If you want to know what society looks like, look at our cities: look at their distribution of spaces and artefacts; look at their scales, intensities, and densities. Look at how they curate events. Architecture & Collective Life will explore the relations that bind people and environments into settlements, and settlements into civilisations. In The Politics Aristotle argued that the city has a particular form because public life has a particular form. Vitruvius’ account of the primitive hut is as much about the emergence of society as it is about the emergence of architecture. Today, new media and digital technologies are creating new forms of association, which are shifting the locus of political life; and it is now no longer possible for Hannah Arendt, reading Aristotle, to so neatly equate the city with politics. This discourse is urgent. The post-war public realm is under pressure from market-led ideologies and development practices. The damage we are doing to the environment, and the way identity politics has shifted the tenor of public debate, raise questions from seemingly opposite corners about our capacities to organise for thoughtful collective action.
We are interested in how the individual and the collective are constructed and reproduced in public and private life, at different scales, in different disciplines, with the intention of keeping these categories as open as possible to different areas of thought and action. We would like to know how collectives are constructed around labour, power, authority, authorship, events, times, places, non-places, otherness, ecology, technology, media, the zeitgeist, ideologies, consciousness, origins, histories, beauty, housing, and campfires. As a vehicle of the AHRA, we are particularly keen to explore the contributions of architecture to this process. We also are interested in the roles of research, the humanities, and the University – the institution with a social mandate for intellectual culture and education – in building forms of collective intelligence and collective life.

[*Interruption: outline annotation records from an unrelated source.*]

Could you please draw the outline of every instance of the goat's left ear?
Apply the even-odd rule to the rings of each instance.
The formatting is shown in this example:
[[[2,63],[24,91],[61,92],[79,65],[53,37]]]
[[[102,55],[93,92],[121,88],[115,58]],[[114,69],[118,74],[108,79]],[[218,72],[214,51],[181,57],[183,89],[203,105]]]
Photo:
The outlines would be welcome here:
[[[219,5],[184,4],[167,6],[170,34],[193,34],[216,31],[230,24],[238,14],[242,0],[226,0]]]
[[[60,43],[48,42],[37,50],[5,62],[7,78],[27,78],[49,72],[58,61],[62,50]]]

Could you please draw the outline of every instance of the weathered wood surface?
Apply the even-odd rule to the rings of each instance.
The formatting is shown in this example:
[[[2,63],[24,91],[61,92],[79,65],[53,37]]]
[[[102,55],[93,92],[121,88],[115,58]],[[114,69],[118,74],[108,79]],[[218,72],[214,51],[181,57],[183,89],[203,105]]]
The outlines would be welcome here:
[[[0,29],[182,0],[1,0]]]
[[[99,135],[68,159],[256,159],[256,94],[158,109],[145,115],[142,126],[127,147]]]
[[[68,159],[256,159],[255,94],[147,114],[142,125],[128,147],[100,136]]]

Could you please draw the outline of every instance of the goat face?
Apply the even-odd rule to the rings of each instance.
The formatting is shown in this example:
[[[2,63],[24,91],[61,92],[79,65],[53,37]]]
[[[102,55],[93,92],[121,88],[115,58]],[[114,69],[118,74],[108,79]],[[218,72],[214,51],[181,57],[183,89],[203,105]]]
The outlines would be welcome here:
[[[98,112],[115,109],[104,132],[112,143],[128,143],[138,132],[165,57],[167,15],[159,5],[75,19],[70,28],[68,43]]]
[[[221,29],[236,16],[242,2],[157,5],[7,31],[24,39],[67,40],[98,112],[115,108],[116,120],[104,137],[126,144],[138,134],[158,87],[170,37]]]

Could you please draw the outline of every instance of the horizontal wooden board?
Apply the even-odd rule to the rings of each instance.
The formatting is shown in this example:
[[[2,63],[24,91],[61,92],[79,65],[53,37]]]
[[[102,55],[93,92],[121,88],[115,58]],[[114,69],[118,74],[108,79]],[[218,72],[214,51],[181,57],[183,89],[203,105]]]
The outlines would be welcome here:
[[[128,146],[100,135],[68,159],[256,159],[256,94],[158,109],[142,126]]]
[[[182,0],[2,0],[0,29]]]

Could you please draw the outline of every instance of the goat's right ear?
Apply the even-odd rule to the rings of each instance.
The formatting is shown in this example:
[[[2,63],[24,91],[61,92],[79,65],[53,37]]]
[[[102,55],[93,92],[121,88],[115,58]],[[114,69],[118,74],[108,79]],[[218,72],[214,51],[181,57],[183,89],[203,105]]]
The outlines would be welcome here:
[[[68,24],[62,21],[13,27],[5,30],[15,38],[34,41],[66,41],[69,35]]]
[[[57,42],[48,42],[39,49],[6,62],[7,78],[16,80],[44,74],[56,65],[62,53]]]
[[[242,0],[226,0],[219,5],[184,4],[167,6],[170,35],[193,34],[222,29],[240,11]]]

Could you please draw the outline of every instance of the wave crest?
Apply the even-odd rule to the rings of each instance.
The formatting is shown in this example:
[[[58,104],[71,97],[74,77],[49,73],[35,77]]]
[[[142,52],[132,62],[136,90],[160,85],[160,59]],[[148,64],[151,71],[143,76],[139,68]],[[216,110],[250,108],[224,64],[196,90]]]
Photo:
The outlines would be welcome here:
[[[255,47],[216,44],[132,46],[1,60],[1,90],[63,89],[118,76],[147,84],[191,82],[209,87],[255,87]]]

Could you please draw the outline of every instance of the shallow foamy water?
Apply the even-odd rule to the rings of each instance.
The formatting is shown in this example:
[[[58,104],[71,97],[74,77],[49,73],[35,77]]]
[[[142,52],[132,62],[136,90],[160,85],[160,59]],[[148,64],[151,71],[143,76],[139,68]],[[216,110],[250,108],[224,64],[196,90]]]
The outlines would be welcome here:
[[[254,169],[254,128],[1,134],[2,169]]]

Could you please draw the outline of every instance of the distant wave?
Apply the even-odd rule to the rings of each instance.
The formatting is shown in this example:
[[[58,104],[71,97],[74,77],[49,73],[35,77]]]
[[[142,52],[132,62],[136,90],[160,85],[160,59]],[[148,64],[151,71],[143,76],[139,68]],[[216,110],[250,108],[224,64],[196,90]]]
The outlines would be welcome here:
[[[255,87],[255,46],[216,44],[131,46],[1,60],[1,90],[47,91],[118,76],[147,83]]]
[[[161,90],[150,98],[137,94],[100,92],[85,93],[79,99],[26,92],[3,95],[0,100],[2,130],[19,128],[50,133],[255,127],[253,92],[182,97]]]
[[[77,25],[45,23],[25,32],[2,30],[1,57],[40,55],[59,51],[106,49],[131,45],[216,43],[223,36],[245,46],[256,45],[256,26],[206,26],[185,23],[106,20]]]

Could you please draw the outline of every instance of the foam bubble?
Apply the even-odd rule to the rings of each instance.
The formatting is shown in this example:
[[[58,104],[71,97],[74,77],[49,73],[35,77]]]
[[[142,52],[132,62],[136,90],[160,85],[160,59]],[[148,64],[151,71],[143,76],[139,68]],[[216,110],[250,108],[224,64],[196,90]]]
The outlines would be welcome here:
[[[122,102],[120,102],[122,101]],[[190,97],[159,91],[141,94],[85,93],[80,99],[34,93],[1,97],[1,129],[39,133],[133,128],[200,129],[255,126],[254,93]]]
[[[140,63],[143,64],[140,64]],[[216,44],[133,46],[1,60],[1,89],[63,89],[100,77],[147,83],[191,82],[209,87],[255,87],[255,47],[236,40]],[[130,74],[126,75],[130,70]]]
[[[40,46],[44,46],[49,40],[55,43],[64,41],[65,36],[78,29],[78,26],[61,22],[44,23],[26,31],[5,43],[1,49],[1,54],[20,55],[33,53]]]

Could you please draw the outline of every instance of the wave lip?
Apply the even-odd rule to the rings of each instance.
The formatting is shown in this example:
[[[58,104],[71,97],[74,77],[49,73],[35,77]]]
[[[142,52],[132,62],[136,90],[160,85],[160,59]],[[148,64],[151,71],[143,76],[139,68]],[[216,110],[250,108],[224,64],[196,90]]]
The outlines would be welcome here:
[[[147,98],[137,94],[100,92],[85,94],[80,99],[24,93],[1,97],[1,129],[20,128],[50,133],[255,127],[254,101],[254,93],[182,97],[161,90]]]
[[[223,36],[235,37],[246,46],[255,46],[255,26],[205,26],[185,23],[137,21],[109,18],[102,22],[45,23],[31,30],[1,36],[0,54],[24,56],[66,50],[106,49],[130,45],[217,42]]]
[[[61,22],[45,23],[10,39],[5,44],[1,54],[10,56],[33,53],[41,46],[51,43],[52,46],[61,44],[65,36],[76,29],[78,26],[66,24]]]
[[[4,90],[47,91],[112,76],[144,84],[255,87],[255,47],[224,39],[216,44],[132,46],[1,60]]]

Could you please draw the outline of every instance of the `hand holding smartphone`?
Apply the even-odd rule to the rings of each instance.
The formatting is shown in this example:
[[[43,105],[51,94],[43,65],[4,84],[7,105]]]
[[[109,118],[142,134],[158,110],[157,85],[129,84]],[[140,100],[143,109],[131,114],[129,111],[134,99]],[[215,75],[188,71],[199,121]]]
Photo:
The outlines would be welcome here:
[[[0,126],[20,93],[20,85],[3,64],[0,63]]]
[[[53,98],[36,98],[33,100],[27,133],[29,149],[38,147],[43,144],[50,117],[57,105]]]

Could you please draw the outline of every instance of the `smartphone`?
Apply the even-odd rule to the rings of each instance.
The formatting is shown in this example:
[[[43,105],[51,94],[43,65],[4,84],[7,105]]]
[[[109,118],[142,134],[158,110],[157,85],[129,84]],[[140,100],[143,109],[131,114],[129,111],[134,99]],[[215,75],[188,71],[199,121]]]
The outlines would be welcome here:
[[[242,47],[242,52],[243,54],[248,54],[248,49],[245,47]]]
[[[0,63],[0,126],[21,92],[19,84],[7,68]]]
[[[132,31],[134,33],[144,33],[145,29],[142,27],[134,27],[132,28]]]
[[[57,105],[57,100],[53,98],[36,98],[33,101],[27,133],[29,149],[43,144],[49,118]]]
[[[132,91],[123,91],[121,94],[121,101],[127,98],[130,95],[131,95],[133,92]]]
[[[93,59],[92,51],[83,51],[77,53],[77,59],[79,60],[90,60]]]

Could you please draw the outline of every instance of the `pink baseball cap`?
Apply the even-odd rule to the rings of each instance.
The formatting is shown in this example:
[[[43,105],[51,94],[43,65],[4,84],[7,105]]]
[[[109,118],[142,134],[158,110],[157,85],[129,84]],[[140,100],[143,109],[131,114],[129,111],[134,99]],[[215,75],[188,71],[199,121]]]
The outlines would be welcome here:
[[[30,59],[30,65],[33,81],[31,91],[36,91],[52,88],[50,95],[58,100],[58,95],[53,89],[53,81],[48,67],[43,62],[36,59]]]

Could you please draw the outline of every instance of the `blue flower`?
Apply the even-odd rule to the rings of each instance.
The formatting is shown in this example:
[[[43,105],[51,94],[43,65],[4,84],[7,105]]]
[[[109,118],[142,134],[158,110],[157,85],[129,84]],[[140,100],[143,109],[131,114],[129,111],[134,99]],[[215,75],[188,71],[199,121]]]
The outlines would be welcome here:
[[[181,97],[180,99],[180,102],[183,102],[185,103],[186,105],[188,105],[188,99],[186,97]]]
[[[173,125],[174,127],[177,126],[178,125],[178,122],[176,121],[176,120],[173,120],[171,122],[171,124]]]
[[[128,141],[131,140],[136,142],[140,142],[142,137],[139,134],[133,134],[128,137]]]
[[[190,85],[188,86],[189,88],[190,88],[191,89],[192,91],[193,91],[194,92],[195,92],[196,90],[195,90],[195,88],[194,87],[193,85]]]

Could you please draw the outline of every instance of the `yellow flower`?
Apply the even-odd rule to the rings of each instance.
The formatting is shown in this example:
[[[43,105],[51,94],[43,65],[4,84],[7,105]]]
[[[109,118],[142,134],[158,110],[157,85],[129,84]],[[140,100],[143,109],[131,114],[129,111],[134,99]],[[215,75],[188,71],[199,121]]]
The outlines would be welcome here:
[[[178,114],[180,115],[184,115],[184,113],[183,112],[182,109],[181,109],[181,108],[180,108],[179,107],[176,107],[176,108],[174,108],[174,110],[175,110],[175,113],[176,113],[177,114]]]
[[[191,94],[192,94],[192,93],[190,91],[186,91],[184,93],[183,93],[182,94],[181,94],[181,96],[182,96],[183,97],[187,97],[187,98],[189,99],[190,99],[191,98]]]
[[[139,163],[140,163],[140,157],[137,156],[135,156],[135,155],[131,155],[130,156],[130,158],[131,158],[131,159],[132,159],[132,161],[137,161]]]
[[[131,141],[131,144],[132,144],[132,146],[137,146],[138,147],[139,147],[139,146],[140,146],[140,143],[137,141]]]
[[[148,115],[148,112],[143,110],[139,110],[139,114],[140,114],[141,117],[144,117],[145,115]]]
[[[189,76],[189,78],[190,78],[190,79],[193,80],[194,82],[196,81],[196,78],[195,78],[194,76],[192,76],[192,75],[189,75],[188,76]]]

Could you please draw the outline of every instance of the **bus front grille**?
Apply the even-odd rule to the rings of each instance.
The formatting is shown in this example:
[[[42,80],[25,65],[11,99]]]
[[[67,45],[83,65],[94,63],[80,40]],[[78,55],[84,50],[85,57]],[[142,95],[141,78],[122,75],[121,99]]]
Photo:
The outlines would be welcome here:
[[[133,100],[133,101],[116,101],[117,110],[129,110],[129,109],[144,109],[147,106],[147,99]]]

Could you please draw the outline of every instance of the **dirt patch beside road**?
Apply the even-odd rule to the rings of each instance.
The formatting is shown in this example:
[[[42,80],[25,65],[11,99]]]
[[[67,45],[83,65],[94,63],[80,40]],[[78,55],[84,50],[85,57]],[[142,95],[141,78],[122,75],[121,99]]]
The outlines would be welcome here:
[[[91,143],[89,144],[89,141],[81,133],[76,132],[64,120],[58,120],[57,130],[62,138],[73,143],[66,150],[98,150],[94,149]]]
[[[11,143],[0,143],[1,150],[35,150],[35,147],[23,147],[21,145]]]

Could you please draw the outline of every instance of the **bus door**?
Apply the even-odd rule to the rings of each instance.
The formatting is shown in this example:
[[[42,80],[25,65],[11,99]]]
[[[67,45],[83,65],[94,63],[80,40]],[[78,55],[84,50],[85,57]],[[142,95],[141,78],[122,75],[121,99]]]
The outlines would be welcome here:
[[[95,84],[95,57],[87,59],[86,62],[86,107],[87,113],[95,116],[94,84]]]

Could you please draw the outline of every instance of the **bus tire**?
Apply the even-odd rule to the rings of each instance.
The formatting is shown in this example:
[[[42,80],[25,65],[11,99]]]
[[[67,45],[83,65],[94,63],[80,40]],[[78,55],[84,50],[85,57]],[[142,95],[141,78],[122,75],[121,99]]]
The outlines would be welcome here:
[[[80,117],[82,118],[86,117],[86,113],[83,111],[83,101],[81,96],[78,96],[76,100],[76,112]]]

Architecture & Collective Life will constitute an inclusive and critical discourse with a broad interdisciplinary base in the liberal arts and sciences, with a programme of debates and round table discussions and exhibitions, public lectures, film screenings, and paper sessions. We invite theorists, practitioners, and community activists within and outwith academe, in charities, public agencies and institutions, to present proposals for individual papers and paper sessions. We intend to use this conference as a forum for thinking out loud and in public, with the openness, commitment, and criticality that we expect to find in the University.